Suddenly China has a problem with its dollar peg because there is an increased demand for US dollar, which it can fix by supplying the USD and buying the Sterling to keep the currencies in a range that it requires for its own exports.

All excess exporters have spare currency. The spread effect means that what they lose on Sterling won't necessarily be corrected by increases elsewhere - because of course nobody exports everywhere. Everybody has major markets and minor markets.

Everybody acts with view to their own interests and that tends to balance things out. An importing country can help that by ensuring that any currency pain is felt by those countries exporting to your country - imposing import restrictions on luxury goods for example.

From Arse To Elbow

Surely the lesson of QWERTY vs Dvorak was not the cost of change but the minimal gain? Rather than two clearly defined camps, there are many different keyboard layouts, not least because inventors imagine the enormous royalties that would accrue in the event of a mass switch. Their problem is that QWERTY is "good enough" for most people.

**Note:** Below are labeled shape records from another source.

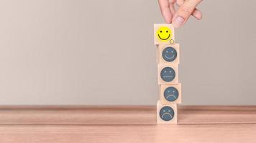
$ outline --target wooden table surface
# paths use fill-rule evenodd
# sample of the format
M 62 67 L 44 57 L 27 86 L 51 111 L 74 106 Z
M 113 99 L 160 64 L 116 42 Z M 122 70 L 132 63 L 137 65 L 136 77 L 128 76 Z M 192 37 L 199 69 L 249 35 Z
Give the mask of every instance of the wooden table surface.
M 0 107 L 0 142 L 256 142 L 256 107 Z

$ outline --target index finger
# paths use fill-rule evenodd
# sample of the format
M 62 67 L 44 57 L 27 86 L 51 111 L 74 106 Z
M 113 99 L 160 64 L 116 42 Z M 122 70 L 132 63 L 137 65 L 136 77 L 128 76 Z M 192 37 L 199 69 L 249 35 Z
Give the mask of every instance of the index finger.
M 161 13 L 166 23 L 170 24 L 172 21 L 173 14 L 170 9 L 170 5 L 173 4 L 173 0 L 170 2 L 168 0 L 158 0 Z

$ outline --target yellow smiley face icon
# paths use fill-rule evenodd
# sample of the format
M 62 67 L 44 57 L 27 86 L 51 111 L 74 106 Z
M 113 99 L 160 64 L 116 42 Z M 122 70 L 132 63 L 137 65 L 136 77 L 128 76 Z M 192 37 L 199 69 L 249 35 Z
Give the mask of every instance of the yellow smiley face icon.
M 157 31 L 157 36 L 161 41 L 168 41 L 173 36 L 172 31 L 167 26 L 160 26 Z

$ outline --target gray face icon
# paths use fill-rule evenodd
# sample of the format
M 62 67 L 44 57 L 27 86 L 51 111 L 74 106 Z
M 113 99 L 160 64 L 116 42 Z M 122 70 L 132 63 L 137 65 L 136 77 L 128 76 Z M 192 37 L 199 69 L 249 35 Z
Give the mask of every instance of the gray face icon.
M 177 58 L 177 51 L 174 48 L 168 46 L 163 51 L 162 56 L 165 61 L 170 62 Z
M 159 116 L 164 121 L 170 121 L 174 117 L 174 111 L 170 107 L 163 107 L 159 112 Z
M 171 67 L 163 68 L 160 74 L 162 79 L 167 82 L 172 82 L 175 77 L 175 72 Z
M 170 87 L 165 89 L 163 95 L 167 101 L 174 102 L 178 97 L 178 91 L 176 88 Z

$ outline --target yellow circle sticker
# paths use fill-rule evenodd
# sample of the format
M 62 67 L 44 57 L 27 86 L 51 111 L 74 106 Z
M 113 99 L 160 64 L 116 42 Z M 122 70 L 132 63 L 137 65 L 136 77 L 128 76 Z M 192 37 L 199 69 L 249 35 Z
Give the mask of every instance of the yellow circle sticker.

Perhaps a better analogy would be VHS vs Betamax, not least because that was close to a straight choice, i.e. neither had the advantage of incumbency. Though Betamax was technically superior, it lost out because most consumers did not value the gains highly enough to pay a premium (just as most never bothered to buy a top-end hi-fi).

If the EU vote comes down on the side of remain, this will surely reflect a scepticism that Brexit will significantly improve most people's lives as much as a fear of change.